Marni, perempuan Jawa buta huruf yang masih memuja leluhur. Melalui sesajen dia menemukan dewa-dewanya, memanjatkan harapannya. Tak pernah dia mengenal Tuhan yang datang dari negeri nun jauh di sana. Dengan caranya sendiri dia mempertahankan hidup. Menukar keringat dengan sepeser demi sepeser uang. Adakah yang salah selama dia tidak mencuri, menipu, atau membunuh?

Rahayu, anak Marni. Generasi baru yang dibentuk oleh sekolah dan berbagai kemudahan hidup. Pemeluk agama Tuhan yang taat. Penjunjung akal sehat. Berdiri tegak melawan leluhur, sekalipun ibu kandungnya sendiri. Adakah yang salah jika mereka berbeda?

Marni dan Rahayu, dua orang yang terikat darah namun menjadi orang asing bagi satu sama lain selama bertahun-tahun. Bagi Marni, Rahayu adalah manusia tak punya jiwa. Bagi Rahayu, Marni adalah pendosa. Keduanya hidup dalam pemikiran masing-masing tanpa pernah ada titik temu.

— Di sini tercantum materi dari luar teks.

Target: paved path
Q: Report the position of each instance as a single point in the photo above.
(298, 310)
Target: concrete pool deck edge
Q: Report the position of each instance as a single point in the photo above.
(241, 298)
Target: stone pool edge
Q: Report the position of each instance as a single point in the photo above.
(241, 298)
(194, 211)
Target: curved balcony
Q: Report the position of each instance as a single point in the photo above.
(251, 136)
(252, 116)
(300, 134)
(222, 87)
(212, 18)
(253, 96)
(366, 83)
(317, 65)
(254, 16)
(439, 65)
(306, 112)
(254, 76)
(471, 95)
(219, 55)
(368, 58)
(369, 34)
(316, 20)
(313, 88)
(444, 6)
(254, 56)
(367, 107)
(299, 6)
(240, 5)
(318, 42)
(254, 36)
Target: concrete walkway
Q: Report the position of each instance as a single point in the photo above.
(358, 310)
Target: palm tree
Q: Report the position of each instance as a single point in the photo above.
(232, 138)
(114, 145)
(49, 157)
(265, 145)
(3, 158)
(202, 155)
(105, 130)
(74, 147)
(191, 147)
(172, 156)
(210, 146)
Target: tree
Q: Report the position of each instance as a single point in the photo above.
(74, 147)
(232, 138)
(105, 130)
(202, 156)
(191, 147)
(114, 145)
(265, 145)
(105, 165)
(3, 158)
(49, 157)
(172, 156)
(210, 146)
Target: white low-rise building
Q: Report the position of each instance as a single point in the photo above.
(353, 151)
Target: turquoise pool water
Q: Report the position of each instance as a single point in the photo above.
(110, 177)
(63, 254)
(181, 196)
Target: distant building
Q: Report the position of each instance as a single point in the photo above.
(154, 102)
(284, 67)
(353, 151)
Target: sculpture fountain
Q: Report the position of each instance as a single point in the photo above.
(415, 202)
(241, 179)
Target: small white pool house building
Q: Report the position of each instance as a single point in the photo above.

Lalu bunyi sepatu-sepatu tinggi itu, yang senantiasa mengganggu dan merusak jiwa. Mereka menjadi penguasa masa, yang memainkan kuasa sesuai keinginan. Mengubah warna langit dan sawah menjadi merah, mengubah darah menjadi kuning. Senapan teracung di mana-mana.

Marni dan Rahayu, dua generasi yang tak pernah bisa mengerti, akhirnya menyadari ada satu titik singgung dalam hidup mereka. Keduanya sama-sama menjadi korban orang-orang yang punya kuasa, sama-sama melawan senjata.

3. Laut Bercerita

Laut Bercerita

Jakarta, Maret 1998

Di sebuah senja, di sebuah rumah susun di Jakarta, mahasiswa bernama Biru Laut disergap empat lelaki tak dikenal. Bersama kawan-kawannya, Daniel Tumbuan, Sunu Dyantoro, Alex Perazon, dia dibawa ke sebuah tempat yang tak dikenal. Berbulan-bulan mereka disekap, diinterogasi, dipukul, ditendang, digantung, dan disetrum agar bersedia menjawab satu pertanyaan penting: siapakah yang berdiri di balik gerakan aktivis dan mahasiswa saat itu.

Jakarta, Juni 1998

Keluarga Arya Wibisono, seperti biasa, pada hari Minggu sore memasak bersama, menyediakan makanan kesukaan Biru Laut. Sang ayah akan meletakkan satu piring untuk dirinya, satu piring untuk sang ibu, Biru Laut, dan satu piring untuk si bungsu Asmara Jati. Mereka duduk menanti dan menanti. Tapi Biru Laut tak kunjung muncul.

Jakarta, 2000

Asmara Jati, adik Biru Laut, beserta Tim Komisi Orang Hilang yang dipimpin Aswin Pradana mencoba mencari jejak mereka yang hilang serta merekam dan mempelajari testimoni mereka yang kembali. Anjani, kekasih Laut, para orangtua dan istri aktivis yang hilang menuntut kejelasan tentang anggota keluarga mereka. Sementara Biru Laut, dari dasar laut yang sunyi bercerita kepada kita, kepada dunia tentang apa yang terjadi pada dirinya dan kawan-kawannya.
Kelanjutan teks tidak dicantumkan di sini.